Safely Returning to Global Service
For more than 20 years members of the buildOn movement have travelled to countries and communities with some of the highest poverty and illiteracy rates in the world to construct hundreds of schools through buildOn’s Trek program. They worked side-by-side with the parents and grandparents of those communities to ensure that every child had equal access to education and the opportunity to learn in adequate classrooms. Then, in March 2020, international travel ground to a halt as the world grappled with the onset of the COVID-19 pandemic. While school construction continued, buildOn’s Trek Program was put on hold to protect the health and safety of both the community members and Trek participants themselves.

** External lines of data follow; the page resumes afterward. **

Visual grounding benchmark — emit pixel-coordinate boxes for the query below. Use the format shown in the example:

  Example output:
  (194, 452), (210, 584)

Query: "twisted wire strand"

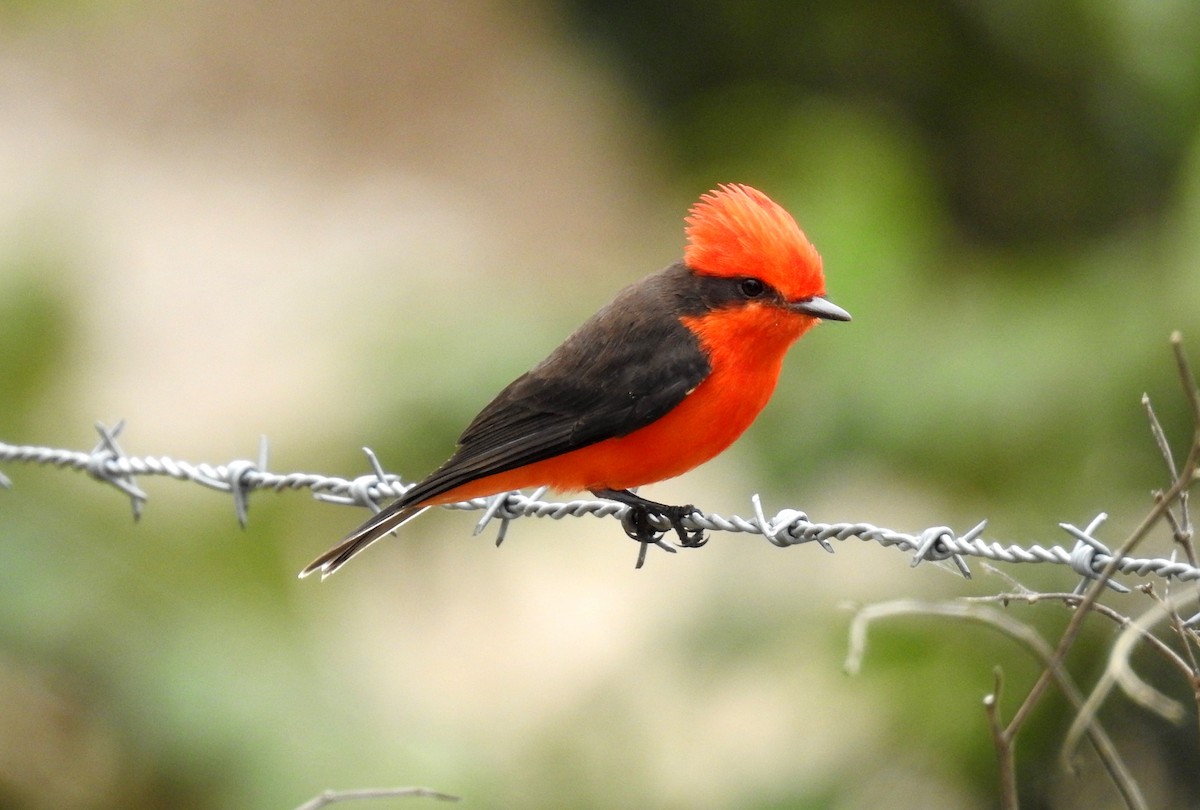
(0, 422), (1200, 592)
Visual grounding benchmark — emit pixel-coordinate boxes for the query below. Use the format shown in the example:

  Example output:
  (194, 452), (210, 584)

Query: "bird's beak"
(787, 295), (850, 320)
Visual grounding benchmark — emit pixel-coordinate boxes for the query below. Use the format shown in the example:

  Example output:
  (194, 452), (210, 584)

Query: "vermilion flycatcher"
(309, 185), (850, 577)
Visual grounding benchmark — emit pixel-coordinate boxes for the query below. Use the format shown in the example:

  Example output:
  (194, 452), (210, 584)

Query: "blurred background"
(0, 0), (1200, 810)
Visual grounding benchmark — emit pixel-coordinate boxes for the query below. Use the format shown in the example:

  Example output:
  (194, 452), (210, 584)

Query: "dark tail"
(300, 499), (428, 580)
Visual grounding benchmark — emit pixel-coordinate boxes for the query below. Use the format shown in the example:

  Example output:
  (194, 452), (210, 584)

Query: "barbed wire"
(0, 421), (1200, 592)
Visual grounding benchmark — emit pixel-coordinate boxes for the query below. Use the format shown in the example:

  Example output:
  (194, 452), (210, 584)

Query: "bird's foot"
(593, 490), (708, 568)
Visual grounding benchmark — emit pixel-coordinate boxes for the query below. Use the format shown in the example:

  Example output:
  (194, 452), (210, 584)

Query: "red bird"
(309, 185), (850, 577)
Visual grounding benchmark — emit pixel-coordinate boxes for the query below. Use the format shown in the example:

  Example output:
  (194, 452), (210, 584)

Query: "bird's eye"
(738, 278), (767, 298)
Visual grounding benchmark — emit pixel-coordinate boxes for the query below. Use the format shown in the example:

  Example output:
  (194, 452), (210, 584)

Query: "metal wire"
(0, 422), (1200, 592)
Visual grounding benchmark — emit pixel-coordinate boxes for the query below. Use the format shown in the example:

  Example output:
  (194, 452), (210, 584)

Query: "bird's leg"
(592, 490), (708, 568)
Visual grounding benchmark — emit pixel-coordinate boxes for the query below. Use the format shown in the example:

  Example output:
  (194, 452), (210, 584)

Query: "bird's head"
(684, 184), (850, 320)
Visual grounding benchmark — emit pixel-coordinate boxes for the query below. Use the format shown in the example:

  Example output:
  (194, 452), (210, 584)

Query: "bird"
(300, 184), (851, 578)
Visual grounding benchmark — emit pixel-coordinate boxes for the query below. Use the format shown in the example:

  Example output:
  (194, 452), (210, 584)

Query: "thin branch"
(845, 599), (1148, 810)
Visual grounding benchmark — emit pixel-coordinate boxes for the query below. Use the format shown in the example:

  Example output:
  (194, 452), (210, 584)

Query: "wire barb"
(0, 422), (1200, 592)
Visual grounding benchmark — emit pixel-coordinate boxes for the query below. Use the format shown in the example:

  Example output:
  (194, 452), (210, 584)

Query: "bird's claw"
(620, 503), (708, 568)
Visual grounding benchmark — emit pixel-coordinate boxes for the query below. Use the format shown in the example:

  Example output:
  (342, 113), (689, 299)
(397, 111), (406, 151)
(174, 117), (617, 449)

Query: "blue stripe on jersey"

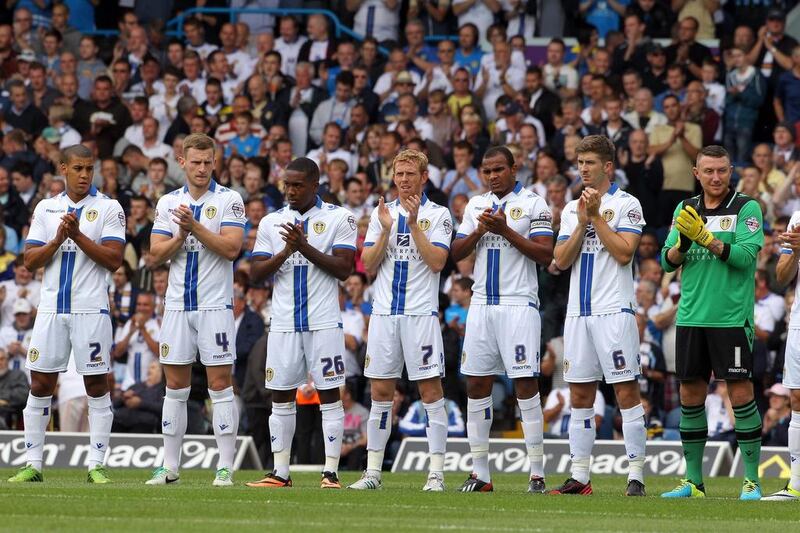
(294, 265), (308, 331)
(183, 204), (204, 311)
(133, 352), (142, 383)
(579, 253), (594, 316)
(389, 261), (408, 315)
(486, 248), (500, 305)
(56, 207), (83, 313)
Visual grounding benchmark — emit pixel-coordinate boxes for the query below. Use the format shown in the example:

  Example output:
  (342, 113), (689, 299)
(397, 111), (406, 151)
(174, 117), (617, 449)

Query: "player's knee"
(467, 376), (494, 400)
(419, 378), (444, 403)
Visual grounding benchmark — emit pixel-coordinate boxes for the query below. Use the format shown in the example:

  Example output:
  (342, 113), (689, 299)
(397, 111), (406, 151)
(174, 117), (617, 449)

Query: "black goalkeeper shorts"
(675, 326), (754, 382)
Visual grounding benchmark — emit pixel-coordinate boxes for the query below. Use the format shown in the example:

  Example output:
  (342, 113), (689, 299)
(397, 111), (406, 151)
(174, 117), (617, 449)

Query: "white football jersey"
(781, 211), (800, 329)
(152, 180), (245, 311)
(364, 194), (453, 315)
(456, 182), (553, 308)
(114, 318), (161, 390)
(252, 196), (357, 332)
(25, 186), (126, 313)
(558, 183), (645, 316)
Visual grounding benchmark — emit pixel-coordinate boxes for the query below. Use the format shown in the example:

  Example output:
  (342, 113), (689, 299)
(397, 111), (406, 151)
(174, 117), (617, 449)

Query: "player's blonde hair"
(392, 149), (428, 174)
(183, 133), (215, 157)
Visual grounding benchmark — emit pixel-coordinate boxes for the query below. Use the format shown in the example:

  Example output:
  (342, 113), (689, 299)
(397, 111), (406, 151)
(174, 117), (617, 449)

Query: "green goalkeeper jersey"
(661, 189), (764, 327)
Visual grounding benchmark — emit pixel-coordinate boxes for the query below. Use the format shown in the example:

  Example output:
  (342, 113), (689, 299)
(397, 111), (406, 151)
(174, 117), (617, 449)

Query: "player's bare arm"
(59, 213), (125, 272)
(400, 195), (447, 272)
(173, 205), (244, 261)
(24, 219), (67, 272)
(478, 209), (553, 266)
(361, 197), (394, 276)
(450, 208), (492, 262)
(280, 224), (356, 281)
(581, 188), (642, 265)
(775, 227), (800, 287)
(553, 197), (589, 270)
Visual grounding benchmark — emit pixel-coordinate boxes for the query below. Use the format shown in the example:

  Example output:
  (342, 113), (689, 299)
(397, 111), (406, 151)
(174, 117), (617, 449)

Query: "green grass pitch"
(0, 469), (800, 533)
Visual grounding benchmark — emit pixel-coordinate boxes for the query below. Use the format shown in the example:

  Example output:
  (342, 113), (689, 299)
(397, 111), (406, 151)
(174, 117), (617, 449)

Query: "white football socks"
(269, 402), (297, 479)
(208, 387), (239, 470)
(319, 400), (344, 474)
(422, 398), (447, 474)
(788, 412), (800, 490)
(22, 393), (53, 472)
(89, 392), (114, 470)
(569, 407), (595, 483)
(161, 387), (192, 472)
(619, 404), (647, 483)
(467, 396), (493, 483)
(367, 400), (392, 477)
(517, 392), (544, 478)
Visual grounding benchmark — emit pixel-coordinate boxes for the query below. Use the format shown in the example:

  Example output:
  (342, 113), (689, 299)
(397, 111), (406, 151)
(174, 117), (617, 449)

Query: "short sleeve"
(557, 202), (577, 241)
(430, 208), (453, 250)
(25, 202), (50, 246)
(617, 196), (645, 235)
(456, 200), (477, 239)
(332, 208), (358, 252)
(220, 191), (246, 229)
(528, 198), (553, 238)
(100, 200), (127, 244)
(151, 196), (172, 237)
(781, 211), (800, 254)
(364, 207), (383, 246)
(255, 217), (275, 259)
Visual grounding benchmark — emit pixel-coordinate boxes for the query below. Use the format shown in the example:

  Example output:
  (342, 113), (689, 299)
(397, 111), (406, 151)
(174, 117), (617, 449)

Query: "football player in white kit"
(247, 157), (356, 489)
(550, 135), (647, 496)
(9, 145), (125, 483)
(147, 134), (245, 486)
(348, 150), (453, 492)
(452, 146), (553, 494)
(761, 211), (800, 502)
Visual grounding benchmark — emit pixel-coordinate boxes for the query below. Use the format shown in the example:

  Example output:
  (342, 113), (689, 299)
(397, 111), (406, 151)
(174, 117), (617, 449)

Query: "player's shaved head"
(286, 157), (319, 183)
(61, 144), (92, 165)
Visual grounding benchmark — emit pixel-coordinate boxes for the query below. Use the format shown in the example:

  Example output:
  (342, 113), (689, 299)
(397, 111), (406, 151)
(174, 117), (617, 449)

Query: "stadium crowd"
(0, 0), (800, 469)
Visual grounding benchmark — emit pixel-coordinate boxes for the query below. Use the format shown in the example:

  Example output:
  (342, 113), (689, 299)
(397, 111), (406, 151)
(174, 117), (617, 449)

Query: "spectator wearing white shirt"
(346, 0), (401, 42)
(542, 38), (578, 98)
(275, 15), (308, 77)
(475, 42), (525, 121)
(219, 22), (255, 80)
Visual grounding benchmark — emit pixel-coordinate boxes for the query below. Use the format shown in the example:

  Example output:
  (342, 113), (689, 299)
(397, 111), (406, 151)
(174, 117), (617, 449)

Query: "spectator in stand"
(112, 359), (164, 433)
(0, 349), (30, 430)
(648, 95), (703, 213)
(725, 48), (768, 163)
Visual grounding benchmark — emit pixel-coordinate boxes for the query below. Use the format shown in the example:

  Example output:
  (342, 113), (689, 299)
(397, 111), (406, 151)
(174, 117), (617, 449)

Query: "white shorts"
(364, 315), (444, 381)
(264, 328), (345, 390)
(158, 309), (236, 366)
(25, 313), (112, 376)
(461, 304), (542, 379)
(783, 328), (800, 390)
(564, 312), (641, 383)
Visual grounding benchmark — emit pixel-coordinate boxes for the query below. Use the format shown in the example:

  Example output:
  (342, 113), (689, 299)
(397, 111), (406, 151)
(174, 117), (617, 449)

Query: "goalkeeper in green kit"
(661, 146), (764, 500)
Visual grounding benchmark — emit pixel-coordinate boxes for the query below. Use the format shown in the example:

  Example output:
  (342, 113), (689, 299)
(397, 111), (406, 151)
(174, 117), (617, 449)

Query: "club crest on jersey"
(744, 217), (761, 233)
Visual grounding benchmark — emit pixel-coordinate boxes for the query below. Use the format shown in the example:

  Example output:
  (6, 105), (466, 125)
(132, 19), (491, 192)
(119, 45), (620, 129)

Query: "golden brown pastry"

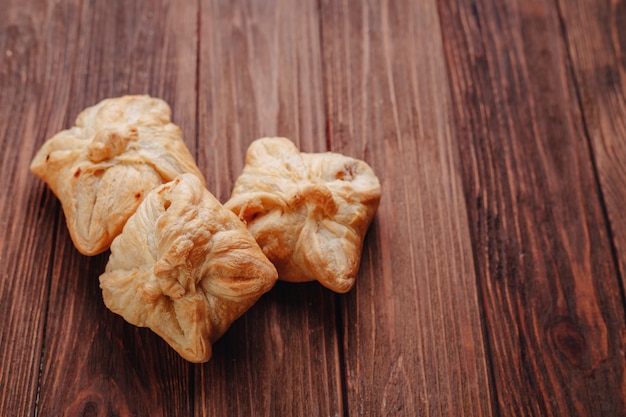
(100, 174), (277, 362)
(30, 96), (204, 255)
(225, 138), (381, 293)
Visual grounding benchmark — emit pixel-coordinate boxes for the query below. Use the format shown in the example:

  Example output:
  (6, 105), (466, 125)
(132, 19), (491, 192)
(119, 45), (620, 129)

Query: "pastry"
(225, 138), (381, 293)
(30, 96), (204, 255)
(100, 174), (277, 362)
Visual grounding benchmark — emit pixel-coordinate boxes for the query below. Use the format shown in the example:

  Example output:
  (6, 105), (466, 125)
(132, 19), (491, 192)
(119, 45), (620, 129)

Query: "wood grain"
(440, 0), (626, 416)
(195, 0), (342, 416)
(32, 0), (197, 416)
(558, 1), (626, 287)
(0, 1), (75, 416)
(322, 1), (493, 416)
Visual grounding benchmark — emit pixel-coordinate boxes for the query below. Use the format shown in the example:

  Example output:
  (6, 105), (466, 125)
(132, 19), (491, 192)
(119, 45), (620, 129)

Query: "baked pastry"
(100, 174), (277, 362)
(225, 138), (381, 293)
(30, 96), (204, 255)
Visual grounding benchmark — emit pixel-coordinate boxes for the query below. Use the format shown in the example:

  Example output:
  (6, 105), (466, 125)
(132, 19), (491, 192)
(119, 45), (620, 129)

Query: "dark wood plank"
(439, 0), (626, 416)
(321, 1), (493, 416)
(195, 0), (342, 416)
(558, 0), (626, 287)
(0, 1), (76, 416)
(37, 0), (197, 416)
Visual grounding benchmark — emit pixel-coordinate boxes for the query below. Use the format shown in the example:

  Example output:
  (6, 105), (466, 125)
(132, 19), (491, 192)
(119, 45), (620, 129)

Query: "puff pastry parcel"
(100, 174), (277, 362)
(225, 138), (381, 293)
(30, 96), (204, 255)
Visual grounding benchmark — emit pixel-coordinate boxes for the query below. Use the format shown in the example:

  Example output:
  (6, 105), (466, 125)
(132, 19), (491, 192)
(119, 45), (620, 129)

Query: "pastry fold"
(225, 138), (381, 293)
(100, 174), (277, 362)
(30, 96), (204, 255)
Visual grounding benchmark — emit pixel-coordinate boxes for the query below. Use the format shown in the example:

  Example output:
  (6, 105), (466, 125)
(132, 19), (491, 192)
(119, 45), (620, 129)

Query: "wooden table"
(0, 0), (626, 416)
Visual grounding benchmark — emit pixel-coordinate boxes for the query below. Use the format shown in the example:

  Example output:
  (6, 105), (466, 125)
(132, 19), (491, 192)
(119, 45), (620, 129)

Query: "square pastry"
(225, 138), (381, 293)
(30, 96), (204, 255)
(100, 174), (277, 362)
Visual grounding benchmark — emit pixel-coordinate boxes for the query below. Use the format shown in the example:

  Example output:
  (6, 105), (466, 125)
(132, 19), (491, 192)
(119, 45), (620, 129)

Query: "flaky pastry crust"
(225, 138), (381, 293)
(100, 174), (277, 362)
(30, 96), (204, 255)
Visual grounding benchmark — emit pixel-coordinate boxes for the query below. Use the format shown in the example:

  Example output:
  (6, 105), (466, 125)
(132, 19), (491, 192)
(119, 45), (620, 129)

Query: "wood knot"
(549, 317), (587, 368)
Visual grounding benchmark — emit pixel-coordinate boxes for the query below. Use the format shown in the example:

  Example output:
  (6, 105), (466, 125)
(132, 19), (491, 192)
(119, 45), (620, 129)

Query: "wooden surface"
(0, 0), (626, 416)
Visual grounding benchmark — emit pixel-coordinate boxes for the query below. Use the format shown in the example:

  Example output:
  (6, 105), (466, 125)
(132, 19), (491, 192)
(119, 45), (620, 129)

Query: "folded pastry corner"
(225, 138), (381, 293)
(30, 95), (204, 255)
(100, 174), (277, 362)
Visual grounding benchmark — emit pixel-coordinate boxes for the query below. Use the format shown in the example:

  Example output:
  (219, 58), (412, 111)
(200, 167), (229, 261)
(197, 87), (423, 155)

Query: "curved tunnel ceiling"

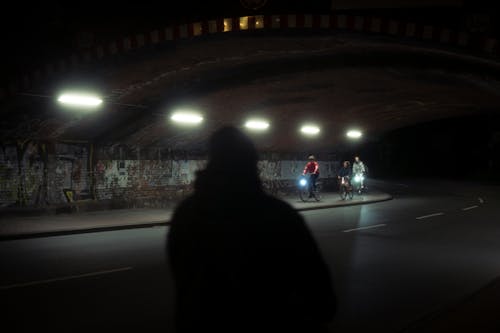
(2, 16), (500, 151)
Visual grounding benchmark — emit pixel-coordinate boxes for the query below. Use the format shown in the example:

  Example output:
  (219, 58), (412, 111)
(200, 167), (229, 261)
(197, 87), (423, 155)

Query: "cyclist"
(337, 161), (352, 187)
(302, 155), (319, 198)
(352, 156), (367, 190)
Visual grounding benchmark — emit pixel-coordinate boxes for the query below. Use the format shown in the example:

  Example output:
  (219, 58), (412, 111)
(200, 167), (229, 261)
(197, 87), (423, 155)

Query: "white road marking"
(416, 213), (444, 220)
(342, 224), (386, 232)
(0, 267), (132, 290)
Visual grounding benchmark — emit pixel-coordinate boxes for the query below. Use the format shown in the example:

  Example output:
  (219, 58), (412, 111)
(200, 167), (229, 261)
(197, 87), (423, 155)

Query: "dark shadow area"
(354, 114), (500, 183)
(167, 127), (336, 332)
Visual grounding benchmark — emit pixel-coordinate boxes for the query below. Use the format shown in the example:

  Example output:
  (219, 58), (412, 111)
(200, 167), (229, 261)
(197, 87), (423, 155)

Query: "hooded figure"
(167, 127), (335, 333)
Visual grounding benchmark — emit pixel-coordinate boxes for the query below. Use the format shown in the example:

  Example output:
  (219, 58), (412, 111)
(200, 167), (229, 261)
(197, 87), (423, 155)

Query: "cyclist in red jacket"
(302, 155), (319, 198)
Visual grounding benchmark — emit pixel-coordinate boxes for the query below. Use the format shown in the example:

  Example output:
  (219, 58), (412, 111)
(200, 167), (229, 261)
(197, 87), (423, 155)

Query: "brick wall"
(0, 143), (339, 207)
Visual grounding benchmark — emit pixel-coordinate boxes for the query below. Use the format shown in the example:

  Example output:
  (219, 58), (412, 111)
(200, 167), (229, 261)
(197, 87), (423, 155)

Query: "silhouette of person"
(167, 126), (336, 333)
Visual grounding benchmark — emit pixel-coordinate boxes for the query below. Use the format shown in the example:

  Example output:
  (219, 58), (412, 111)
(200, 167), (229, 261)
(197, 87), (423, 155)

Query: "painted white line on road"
(0, 267), (132, 290)
(342, 224), (386, 232)
(416, 213), (444, 220)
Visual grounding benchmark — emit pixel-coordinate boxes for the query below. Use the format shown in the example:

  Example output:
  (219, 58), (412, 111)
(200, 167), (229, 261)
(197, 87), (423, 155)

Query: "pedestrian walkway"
(0, 188), (392, 240)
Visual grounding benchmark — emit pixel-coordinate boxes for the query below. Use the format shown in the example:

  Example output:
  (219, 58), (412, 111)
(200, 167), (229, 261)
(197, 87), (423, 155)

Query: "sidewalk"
(0, 191), (392, 240)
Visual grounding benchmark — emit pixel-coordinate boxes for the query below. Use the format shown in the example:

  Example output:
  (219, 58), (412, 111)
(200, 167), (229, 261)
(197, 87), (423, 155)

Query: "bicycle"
(339, 176), (354, 200)
(297, 175), (321, 202)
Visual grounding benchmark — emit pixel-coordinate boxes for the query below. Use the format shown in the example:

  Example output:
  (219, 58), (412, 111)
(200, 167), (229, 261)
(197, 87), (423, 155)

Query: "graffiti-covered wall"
(0, 142), (338, 207)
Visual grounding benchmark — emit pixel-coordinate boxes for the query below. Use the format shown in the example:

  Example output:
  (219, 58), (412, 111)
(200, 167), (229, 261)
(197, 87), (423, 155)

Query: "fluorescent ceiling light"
(170, 112), (203, 125)
(347, 130), (363, 139)
(57, 93), (102, 107)
(300, 125), (320, 135)
(245, 119), (269, 130)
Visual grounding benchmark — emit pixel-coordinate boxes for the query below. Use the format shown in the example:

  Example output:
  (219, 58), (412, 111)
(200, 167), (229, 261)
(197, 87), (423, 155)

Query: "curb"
(0, 194), (393, 241)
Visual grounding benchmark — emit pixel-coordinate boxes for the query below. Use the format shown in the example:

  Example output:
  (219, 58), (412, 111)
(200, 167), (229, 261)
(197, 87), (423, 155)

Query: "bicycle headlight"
(354, 175), (363, 183)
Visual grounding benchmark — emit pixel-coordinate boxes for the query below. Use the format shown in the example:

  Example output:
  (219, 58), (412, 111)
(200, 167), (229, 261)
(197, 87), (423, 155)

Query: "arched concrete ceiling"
(2, 15), (500, 151)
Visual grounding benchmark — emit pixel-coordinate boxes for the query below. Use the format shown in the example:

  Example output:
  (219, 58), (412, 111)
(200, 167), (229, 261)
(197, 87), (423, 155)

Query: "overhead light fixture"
(57, 93), (102, 108)
(300, 125), (320, 135)
(245, 119), (269, 130)
(170, 111), (203, 125)
(346, 130), (363, 139)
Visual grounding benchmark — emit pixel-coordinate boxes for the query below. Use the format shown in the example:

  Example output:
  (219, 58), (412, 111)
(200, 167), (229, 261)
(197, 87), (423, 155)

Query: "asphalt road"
(0, 181), (500, 332)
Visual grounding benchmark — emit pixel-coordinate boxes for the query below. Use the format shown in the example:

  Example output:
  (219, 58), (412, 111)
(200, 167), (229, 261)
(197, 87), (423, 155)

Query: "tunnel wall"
(0, 142), (339, 207)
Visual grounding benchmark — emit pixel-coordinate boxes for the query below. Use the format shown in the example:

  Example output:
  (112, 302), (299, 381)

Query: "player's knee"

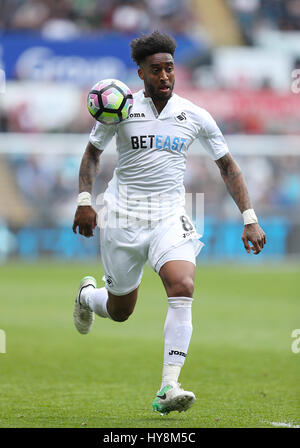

Today, buildOn is carefully resuming its Trek Program with pilot treks in Guatemala and Senegal. buildOn Senegal Country Director, Assane Ngom, speaks to the careful consideration given to restarting Treks, the importance of the Trek program, and the success of buildOn’s first Treks since 2020.
Treks are moments of cultural exchange and friendship shared by the Trek participants and the host communities, who work together in solidarity for the achievement of a common goal: breaking the cycle of poverty, illiteracy and low expectation through service and education. As a result, our partners have a better understanding of the impact of buildOn’s work, as well as the need for equitable access to quality education for all children and adults in economically developing countries such as Senegal.
For nearly two years, buildOn did not run Treks in Senegal or any of its other partner countries because of the COVID-19 pandemic. Faced with declining cases and the need to adapt to the pandemic, buildOn decided to resume its Trek program in order to continue giving our partners the opportunity to participate in the construction of the schools they help fund, and to provide these important moments of cultural exchange and solidarity between buildOn supporters and community members.
To ensure a successful re-launch of the Trek program, buildOn put in place a COVID-19 protocol aimed at keeping both the Trek participants and the community members safe. Unlike the pre-pandemic period, where Trek participants stayed with host families, they now stay in separate houses or buildings in order to limit potential contamination. Vaccination is also mandatory for participants and buildOn staff members who will be present in the community. Additionally, participants are tested for COVID-19 prior to departing the U.S., upon arrival in country, and again before taking their return flight home at the end of the Trek. Conventional KN95 masks are required for Trek participants throughout their stay in the village, especially when interacting directly with the community. Locally made masks are also provided to community members.
Before the Trek teams arrive, mass meetings are organized in each Trek community, to sensitize them to the new buildOn COVID-19 protocol, which has been very well understood and accepted by all. Thanks to this well thought out and respected protocol no cases of COVID-19 have been recorded either on the participants’ side or in the host communities during buildOn’s pilot treks.
buildOn’s pilot Treks in Guatemala and Senegal this spring were a huge success. One of these first treks featured 13 buildOn alumni, who worked in solidarity with the community members of Keur Mamadou Ndao to build a new school. They all put in a lot of effort on the worksite– digging the foundation, fetching water, carrying sand and gravel, making bricks, and attaching rebar. Because they were able to see firsthand the awful conditions of the temporary school shelter used by the children of Keur Mamadou Ndao, the participants had a better understanding of buildOn’s mission and methodology. The team also participated in a school visit to the nearby village of Nerane Diarrere, where the Trek participants were able to see how buildOn’s programs focused on school construction, enrolling out-of-school students, and adult literacy have impacted the community as a whole.
For the community members, it was great to be able to work hand-in-hand with their hosts to improve learning conditions for the children of Keur Mamadou Ndao. They loved welcoming the Trek team and showing them the incredible hospitality of the Senegalese people, who believe in treating their guests as members of their own families. At the end of the Alumni Trek, participants and community members were crying as they said farewell because no one wanted this experience to end.